Sablan had solicited the support of the governor for his bill, which proposes to provide permanent status to workers who have held CW-1 visas since 2015 and provides them with the option to become U.S. permanent residents after five years.
Torres pointed out in his letter to Sablan that dating back to 2011, a month prior to Sablan’s introduction of H.R. 1466 in the 112th U.S. Congress, Torres and his colleagues in the 17th NMI Legislature published the “only official CNMI document” expressing full support for granting improved status to long-term guest workers. He noted that they held 10 public hearings, did research, and heard community concerns to produce a 365-page report outlining the Legislature’s official recommendation to Congress.
Torres pointed out that in 2016, he led the CNMI delegation in the Section 902 consultations with the federal government, which produced the “first-ever report to the U.S. Congress” that expressed support for permanent status for long-term guest workers.
“It is through these constructive conversations with our federal counterparts that a legislative framework was established for workforce policy discussions between the CNMI and the US,” Torres wrote. “In the report, the U.S. Department of Homeland Security agreed with our recommendation that [U.S.] Congress should seriously consider options for a more permanent [status] for workers and their families.”
Despite all the support, Torres wrote, he sharply criticized the delegate for still failing to act on the widely supported legislation.
“This report was provided to you [Sablan] with the support of the Obama administration and the federal consultation team. Yet, action on passage of this legislation did not occur,” Torres wrote.

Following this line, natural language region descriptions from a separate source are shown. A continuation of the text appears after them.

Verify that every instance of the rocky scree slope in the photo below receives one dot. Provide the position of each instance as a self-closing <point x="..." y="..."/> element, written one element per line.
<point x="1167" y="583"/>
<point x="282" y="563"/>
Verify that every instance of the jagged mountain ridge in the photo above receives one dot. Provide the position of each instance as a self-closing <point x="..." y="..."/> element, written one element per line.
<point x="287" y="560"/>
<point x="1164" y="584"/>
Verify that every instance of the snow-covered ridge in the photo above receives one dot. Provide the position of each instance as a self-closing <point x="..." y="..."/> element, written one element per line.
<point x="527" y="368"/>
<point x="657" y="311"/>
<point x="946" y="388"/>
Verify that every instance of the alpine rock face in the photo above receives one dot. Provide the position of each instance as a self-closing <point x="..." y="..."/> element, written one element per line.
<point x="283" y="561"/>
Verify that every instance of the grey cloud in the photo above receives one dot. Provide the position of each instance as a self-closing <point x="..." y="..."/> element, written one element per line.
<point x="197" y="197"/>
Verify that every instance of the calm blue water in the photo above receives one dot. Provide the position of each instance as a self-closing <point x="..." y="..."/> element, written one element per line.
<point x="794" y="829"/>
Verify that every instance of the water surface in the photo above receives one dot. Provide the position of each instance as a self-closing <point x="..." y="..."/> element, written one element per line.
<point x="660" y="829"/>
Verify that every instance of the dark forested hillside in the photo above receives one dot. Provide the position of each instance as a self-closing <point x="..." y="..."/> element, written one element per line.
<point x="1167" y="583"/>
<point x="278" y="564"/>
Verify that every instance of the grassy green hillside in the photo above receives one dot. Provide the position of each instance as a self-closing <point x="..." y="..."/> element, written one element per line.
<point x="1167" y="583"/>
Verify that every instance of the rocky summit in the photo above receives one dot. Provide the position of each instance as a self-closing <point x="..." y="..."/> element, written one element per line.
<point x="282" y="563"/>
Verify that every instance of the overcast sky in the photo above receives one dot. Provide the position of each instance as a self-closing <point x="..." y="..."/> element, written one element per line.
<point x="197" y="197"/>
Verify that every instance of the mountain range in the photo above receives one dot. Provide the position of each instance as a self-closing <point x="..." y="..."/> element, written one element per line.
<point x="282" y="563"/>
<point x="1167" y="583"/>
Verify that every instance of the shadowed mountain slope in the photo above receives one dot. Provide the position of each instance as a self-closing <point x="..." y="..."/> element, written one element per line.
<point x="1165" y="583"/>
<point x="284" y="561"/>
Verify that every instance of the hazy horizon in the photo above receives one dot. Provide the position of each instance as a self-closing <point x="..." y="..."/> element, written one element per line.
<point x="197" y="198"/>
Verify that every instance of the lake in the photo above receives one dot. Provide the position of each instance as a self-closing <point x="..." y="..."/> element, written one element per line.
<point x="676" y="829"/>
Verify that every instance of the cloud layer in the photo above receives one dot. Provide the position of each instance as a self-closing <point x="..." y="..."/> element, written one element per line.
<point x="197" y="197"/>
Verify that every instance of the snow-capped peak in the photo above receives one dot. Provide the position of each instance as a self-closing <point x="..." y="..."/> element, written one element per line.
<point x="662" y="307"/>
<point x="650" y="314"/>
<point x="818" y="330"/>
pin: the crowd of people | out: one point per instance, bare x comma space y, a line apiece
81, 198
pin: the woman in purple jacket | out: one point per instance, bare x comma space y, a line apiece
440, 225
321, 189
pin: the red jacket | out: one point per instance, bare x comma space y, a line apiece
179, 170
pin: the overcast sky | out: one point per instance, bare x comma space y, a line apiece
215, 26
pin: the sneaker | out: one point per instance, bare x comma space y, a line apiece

“I have been consistent in my belief that improved status is good for the CNMI, both economically and socially, in order to recognize the contributions long-term guest workers have and continue to make in our islands and in effort to prevent the separation of families.”
Sablan, in an Aug. 1, 2018, letter, urged Torres to support his bill, and in a statement from his newsletter dated Aug. 3, 2018, hoped that Torres would “support my new legislation and all our legacy workers and investors.”
“This has been a paramount priority of mine personally and of this administration and with every opportunity I have been given, I have provided my support. However, we still have no legislation that effectively advocates for people who have helped build our Commonwealth, for people who have contributed to this progress, and for people who call these islands home,” wrote Torres in his Aug. 9, 2018 letter, adding that long-term guest workers have been a “part of our community for decades.”
“It was not until this year that we passed meaningful federal legislation in a Republican Congress and a Republican administration that ensures there is a full acknowledgement and protection of our long-term guest workers and their families and additional time for the construction and progress of our islands to continue,” Torres said. “After 10 years of your term in Congress, we passed meaningful federal immigration legislation in 2018.”